Valentin : A la base, c’était Pleymo, Nirvana… Des groupes d’adolescents, enfin Nirvana, j’aime bien encore. C’était des groupes un peu qui donnaient envie de devenir un rockeur.

 

S : Quand est-ce que tu as commencé à composer ?

Valentin : Direct. Vers 10/11 ans. Ca ressemblait à rien, c’était juste une guitare à une corde et quelques refrains écrits avec les pieds.

 

S : Comment fonctionnes-tu pour composer ? De quoi t’inspires-tu ?

Valentin : Je prends la guitare, souvent j’écris les textes avant. Puis après, j’essaye de trouver des mélodies qui vont plus ou moins avec.

 

S : En général, de quoi parles-tu dans tes textes ? 

Valentin : Ca parle d’amour, de voyages, d’Abesses, de Paris. (rires)

 

S : D’Anvers, aussi ! 

Valentin : Voilà !

 

S : Et sur scène, tu joues tout seul ou tu es accompagné ? 

Valentin : Je vais être accompagné par les gars des BoXoN et par Martin aussi, des Mizantrop, et mon petit frère qui revient jouer avec nous.

 

S : Tu pourrais nous raconter l’histoire d’une de tes chansons ? Comment elle a été écrite ? Dans quelles circonstances ?

Valentin : Il y a une chanson qui s’appelle « Notre dernière nuit »… Vous la connaissez pas encore, mais c’est une chanson qui raconte aucun crack, tout est vrai. C’est que du vécu. J’ai passé une nuit avec une nana, qui m’a dit à la fin que c’était notre dernière nuit, puis je raconte un peu cette nuit. Elle est dure comme chanson, mais maintenant je l’aime bien. J’ai pu l’écrire, mais je l’ai un peu avalée de travers, cette dernière nuit.

 

S : Et tu es toujours en contact avec cette « nana » ? 

Valentin : Non.
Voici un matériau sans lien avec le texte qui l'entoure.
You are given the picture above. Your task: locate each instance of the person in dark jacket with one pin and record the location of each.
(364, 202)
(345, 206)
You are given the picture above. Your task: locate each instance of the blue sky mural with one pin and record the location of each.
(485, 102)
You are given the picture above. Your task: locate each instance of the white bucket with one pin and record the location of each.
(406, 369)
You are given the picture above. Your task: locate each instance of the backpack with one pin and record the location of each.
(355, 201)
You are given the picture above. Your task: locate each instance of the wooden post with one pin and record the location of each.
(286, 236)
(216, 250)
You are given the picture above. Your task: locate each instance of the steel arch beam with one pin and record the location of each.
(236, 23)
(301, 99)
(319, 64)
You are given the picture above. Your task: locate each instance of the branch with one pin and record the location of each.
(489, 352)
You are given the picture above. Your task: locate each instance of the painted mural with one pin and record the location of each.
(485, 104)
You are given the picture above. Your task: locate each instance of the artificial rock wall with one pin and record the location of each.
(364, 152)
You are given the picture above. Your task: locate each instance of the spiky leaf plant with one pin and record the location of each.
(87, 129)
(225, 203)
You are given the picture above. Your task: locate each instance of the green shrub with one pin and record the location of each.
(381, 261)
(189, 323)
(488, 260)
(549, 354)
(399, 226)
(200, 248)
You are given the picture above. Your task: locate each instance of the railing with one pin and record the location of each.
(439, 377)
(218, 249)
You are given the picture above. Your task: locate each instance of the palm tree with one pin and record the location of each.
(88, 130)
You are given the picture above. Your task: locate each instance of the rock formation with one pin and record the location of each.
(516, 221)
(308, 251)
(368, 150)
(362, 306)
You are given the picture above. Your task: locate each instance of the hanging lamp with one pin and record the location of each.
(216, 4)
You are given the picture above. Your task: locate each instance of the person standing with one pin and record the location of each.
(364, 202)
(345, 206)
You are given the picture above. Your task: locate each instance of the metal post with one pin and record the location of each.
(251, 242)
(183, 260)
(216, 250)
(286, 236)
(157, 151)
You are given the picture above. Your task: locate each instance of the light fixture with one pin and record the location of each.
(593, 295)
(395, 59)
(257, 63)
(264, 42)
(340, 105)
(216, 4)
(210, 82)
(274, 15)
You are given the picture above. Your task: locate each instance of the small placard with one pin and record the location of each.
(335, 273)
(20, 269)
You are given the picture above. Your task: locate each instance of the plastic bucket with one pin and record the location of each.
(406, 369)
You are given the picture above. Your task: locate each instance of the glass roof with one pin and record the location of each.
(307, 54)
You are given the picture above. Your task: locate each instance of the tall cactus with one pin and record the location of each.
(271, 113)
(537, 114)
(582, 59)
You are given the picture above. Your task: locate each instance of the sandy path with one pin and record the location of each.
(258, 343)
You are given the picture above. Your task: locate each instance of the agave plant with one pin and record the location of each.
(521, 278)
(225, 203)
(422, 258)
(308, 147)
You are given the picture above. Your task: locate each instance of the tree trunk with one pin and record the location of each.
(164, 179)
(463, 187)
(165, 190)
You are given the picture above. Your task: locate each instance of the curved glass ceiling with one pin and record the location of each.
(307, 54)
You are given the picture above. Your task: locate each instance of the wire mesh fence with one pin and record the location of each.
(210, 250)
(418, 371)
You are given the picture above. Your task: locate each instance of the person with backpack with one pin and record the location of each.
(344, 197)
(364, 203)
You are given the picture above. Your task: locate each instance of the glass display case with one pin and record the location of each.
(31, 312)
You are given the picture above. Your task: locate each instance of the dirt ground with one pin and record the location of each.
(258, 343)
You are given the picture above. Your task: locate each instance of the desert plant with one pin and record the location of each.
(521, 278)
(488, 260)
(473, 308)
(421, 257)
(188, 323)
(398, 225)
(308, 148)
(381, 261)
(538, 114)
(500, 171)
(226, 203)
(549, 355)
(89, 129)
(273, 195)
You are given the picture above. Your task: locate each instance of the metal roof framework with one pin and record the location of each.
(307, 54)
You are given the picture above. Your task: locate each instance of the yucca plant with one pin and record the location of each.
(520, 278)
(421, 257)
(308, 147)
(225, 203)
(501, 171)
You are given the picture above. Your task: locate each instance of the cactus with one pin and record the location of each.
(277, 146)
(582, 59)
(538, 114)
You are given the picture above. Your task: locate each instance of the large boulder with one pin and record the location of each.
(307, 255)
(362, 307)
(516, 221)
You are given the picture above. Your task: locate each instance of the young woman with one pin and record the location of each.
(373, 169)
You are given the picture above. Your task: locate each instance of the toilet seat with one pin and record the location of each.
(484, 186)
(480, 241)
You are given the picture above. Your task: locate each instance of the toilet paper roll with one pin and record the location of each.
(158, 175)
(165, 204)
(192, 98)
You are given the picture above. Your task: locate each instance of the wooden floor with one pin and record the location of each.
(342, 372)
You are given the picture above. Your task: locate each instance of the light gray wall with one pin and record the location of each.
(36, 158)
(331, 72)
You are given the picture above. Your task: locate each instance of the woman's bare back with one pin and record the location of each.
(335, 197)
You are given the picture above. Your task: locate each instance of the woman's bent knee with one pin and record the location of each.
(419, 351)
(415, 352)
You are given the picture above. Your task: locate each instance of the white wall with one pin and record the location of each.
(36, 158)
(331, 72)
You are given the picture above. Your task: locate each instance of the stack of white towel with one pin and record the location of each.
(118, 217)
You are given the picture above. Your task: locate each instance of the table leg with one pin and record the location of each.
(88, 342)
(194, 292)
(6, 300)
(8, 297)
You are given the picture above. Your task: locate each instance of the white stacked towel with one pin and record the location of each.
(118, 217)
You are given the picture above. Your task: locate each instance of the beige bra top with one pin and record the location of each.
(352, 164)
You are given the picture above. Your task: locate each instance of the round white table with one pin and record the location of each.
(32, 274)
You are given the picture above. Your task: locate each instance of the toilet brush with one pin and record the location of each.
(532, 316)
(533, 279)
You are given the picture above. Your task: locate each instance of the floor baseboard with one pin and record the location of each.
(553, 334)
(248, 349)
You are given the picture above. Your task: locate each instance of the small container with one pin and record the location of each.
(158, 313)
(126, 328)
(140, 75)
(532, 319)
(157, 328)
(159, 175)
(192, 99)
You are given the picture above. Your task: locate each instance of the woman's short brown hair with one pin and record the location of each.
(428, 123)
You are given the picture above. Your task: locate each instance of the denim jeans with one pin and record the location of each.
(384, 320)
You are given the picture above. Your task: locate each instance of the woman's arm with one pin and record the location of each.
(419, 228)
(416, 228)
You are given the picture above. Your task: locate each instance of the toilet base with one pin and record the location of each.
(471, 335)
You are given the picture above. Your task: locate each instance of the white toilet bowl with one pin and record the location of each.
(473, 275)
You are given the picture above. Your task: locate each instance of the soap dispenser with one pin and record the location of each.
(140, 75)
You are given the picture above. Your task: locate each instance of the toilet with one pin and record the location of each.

Enfin, si, mais ce n’est pas voulu.

 

S : Sait-elle que cette chanson, c’est votre histoire à tous les deux ?

Valentin : Si elle l’entend, ouais. Mais c’est pour ça que je ne lui chanterais pas, si elle l’entend un jour, ce sera parce qu’elle aura acheté le CD.

 

S : As-tu une anecdote de concert ou de repet’ à partager ?

Valentin : Je suis déjà tombé sur scène ! A L’Aumonerie, tu te rappelles ? J’étais tombé et après j’ai fait semblant que c’était dans le feu de l’action, mais je m’étais vraiment croûté quoi. C’est dur ! (rires)

 

S : Et quelle a été ta rencontre la plus marquante ?

Valentin : Avec cette nana. Sinon après dans les artistes, il y a Ycare et Axelle Red. C’était des rencontres assez fortes, avec qui je me suis bien entendue, et qui m’ont encouragé. Et ça fait plaisir, venant de gens qui sont assez confirmés dans le métier déjà.

 

S : Et comment réagis ton entourage par rapport à la musique ? Est-ce qu’ils te soutiennent ?

Valentin : Oui, complètement. Sinon je n’aurais pas pu faire tout ça. Ils viennent à mes concerts quand c’est à Paris.

 

S : Quel a été le premier album que tu as acheté ?

Valentin : C’était un CD des Offspring, c’était Conspiracy of One !

 

S : Et pour finir, je te laisse la parole.

Valentin : J’espere que ce disque ne décevra pas les personnes qui ont suivi le groupe, et que de nouvelles arriveront.